CMA CGM and Port of Rotterdam have joined forces with IKEA Transport & Logistics Services and the GoodShipping Program to test and scale the use of sustainable marine biofuel oil.
On March 19, the test will be applied to the bunkering of the marine biofuel oil on a CMA CGM container vessel representing a major step towards the decarbonization of ocean freight.
“In a few days, we will be testing second-generation biofuel in one of CMA CGM’s vessels for the first time. Having an HFO-equivalent solution in biofuel oil available with no engineering or operational changes required to our vessel offers a safe, manageable and innovative opportunity to facilitate shipping’s wider transition to new fuel solutions,” Xavier Leclercq, Vice President, CMA Ships, commented.
GoodShipping Program is facilitating the test, a sustainable initiative was dedicated to decarbonising ocean freight, and is the latest step in the scaling of low carbon marine biofuel oils for wider commercial use within the maritime industry.
GoodFuels have been developed the sustainable marine biofuel oil after three years of intensive testing with marine engine manufacturers.
According to the formula of the second generation biofuel oil, it is completely derived from forest residues and waste oil products, expected to deliver 80-90% well-to-propeller CO2 reduction versus fossil equivalents and virtually eliminates sulphur oxide (SOx) emissions – all without any requirement for engine modifications.
All the parties aim to demonstrate the scalability, sustainability and technical compliance of sustainable marine biofuel oil, and thereby spur the wider continued development of realistic options to curb greenhouse gas and sulphur oxide emissions from shipping.
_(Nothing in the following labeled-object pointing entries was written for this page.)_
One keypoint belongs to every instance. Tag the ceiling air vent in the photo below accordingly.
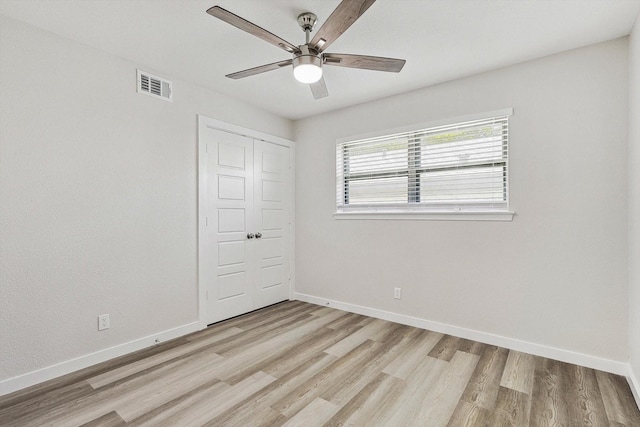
(155, 86)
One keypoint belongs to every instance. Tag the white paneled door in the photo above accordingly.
(246, 223)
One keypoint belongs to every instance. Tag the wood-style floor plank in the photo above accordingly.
(298, 364)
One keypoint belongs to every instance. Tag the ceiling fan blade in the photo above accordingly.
(260, 69)
(251, 28)
(319, 89)
(340, 20)
(377, 63)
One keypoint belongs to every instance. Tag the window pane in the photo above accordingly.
(481, 184)
(378, 190)
(377, 157)
(480, 144)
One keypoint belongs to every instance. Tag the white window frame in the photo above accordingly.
(423, 211)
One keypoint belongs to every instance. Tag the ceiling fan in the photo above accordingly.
(309, 58)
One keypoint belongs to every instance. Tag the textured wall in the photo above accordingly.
(556, 275)
(98, 195)
(634, 202)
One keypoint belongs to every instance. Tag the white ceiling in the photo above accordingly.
(441, 40)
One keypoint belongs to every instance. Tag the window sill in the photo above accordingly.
(428, 216)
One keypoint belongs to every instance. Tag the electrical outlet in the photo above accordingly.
(103, 322)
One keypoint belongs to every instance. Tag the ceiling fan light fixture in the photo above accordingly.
(307, 67)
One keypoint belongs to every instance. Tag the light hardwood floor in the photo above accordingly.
(298, 364)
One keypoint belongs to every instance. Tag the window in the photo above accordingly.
(453, 168)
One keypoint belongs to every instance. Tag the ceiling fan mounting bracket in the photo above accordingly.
(306, 21)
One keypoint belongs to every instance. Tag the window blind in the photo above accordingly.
(456, 167)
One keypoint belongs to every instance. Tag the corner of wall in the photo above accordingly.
(634, 210)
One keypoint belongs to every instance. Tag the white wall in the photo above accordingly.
(557, 275)
(634, 205)
(98, 195)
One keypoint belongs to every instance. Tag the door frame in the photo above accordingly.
(204, 123)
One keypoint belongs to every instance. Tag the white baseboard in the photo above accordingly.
(634, 384)
(54, 371)
(612, 366)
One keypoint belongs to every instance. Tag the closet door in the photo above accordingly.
(228, 255)
(272, 193)
(244, 249)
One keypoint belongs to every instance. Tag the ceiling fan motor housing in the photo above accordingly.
(307, 65)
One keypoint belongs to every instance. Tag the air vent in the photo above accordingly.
(154, 86)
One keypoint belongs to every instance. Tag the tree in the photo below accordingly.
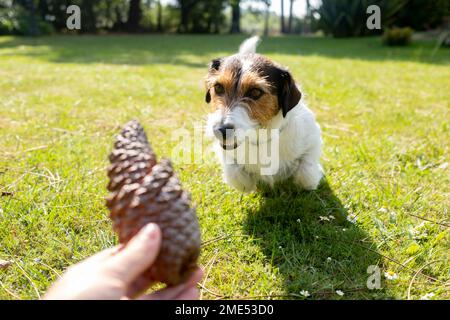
(186, 7)
(159, 16)
(268, 3)
(291, 16)
(283, 26)
(235, 16)
(308, 18)
(134, 15)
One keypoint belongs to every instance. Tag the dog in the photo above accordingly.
(250, 92)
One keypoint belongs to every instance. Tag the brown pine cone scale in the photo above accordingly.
(144, 191)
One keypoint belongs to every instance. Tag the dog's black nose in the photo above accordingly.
(223, 131)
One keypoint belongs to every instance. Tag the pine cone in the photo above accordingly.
(144, 191)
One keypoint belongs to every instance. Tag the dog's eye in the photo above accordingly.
(219, 89)
(254, 94)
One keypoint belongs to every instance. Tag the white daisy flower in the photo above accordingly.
(305, 293)
(428, 296)
(352, 218)
(391, 275)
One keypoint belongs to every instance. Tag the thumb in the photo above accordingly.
(138, 255)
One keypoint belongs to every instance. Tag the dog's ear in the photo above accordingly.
(288, 93)
(213, 66)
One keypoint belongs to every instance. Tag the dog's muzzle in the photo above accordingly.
(225, 133)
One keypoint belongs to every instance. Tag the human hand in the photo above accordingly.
(116, 273)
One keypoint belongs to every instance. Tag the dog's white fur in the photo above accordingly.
(300, 144)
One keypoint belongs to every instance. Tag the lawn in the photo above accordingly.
(384, 113)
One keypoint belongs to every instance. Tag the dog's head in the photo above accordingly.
(246, 92)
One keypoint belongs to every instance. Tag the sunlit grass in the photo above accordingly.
(384, 115)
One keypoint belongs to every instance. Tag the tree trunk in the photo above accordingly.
(184, 19)
(308, 18)
(266, 19)
(235, 17)
(159, 17)
(33, 28)
(291, 16)
(88, 19)
(134, 15)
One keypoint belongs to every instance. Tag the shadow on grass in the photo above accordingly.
(319, 255)
(196, 50)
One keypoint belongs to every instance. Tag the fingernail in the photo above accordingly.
(150, 231)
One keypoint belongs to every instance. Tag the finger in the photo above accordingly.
(137, 255)
(102, 255)
(173, 292)
(139, 286)
(190, 294)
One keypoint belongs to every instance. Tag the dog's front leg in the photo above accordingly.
(235, 176)
(309, 174)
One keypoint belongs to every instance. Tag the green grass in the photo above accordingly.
(384, 114)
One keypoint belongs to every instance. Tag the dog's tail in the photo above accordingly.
(249, 45)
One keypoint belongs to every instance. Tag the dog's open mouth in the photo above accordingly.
(229, 146)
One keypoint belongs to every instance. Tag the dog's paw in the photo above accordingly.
(237, 178)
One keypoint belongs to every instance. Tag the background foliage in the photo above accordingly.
(340, 18)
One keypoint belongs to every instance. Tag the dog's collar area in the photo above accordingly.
(229, 147)
(281, 129)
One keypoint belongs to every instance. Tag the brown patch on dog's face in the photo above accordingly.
(251, 81)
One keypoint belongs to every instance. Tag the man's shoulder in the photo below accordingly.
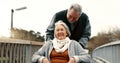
(84, 14)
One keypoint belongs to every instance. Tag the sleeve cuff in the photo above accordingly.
(40, 60)
(76, 59)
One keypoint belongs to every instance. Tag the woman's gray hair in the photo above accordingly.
(76, 7)
(60, 22)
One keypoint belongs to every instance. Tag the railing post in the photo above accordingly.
(28, 53)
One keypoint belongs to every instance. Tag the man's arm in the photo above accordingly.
(50, 29)
(86, 35)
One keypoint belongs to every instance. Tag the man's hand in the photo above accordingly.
(45, 60)
(72, 60)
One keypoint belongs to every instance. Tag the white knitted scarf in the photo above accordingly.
(61, 45)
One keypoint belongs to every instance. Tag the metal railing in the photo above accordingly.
(110, 53)
(17, 51)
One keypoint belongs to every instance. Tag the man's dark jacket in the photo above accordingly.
(81, 31)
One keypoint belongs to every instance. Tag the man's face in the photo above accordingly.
(73, 16)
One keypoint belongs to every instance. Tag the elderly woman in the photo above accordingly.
(61, 49)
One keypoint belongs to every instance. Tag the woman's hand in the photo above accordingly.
(72, 60)
(45, 60)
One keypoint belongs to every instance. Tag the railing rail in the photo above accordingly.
(109, 52)
(17, 51)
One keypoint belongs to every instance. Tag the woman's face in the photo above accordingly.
(60, 32)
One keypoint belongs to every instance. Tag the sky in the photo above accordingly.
(103, 14)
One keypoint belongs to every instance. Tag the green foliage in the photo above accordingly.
(103, 38)
(27, 35)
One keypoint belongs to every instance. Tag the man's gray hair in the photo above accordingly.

“The aim of our program has always been not only to reduce carbon emissions from shipping, but to show that the means to accelerate the energy transition are already available for the sector to grasp. Together we send a very clear message: sustainable biofuels are ready today, and we can meet the pathways laid out by the IMO in a manner that is attractive to major cargo owners such as IKEA,” Dirk Kronemeijer, CEO, The GoodShipping Program, pointed out.
“The Port of Rotterdam considers this initiative by IKEA, CMA CGM and GoodShipping to be a strong rallying cry to the shipping industry. This bunkering shows that decarbonisation of sea trade is well achievable. It’s clear that shippers play an important role in decarbonising the industry,” Allard Castelein, CEO, Port of Rotterdam, noted.
“In Rotterdam the necessary infrastructure is available. Besides that, to support these kind of initiatives, we have just started a four year period during which we have EUR 5 million to spend on stimulating specific projects to reduce carbon dioxide emissions from the global shipping industry,”Castelein continued.
This announcement comes at a time when the shipping sector is at a crossroads, with owners and operators required to switch to low sulphur fuels by 2020.
Nowadays the shipping sector is at a crossroads, according to the International Maritime Organisation (IMO) Greenhouse Gas (GHG) reduction requirements, including an objective to reduce average carbon intensity from shipping – the amount of carbon emitted for each unit of transport – by at least 40% by 2030, and 70% by 2050.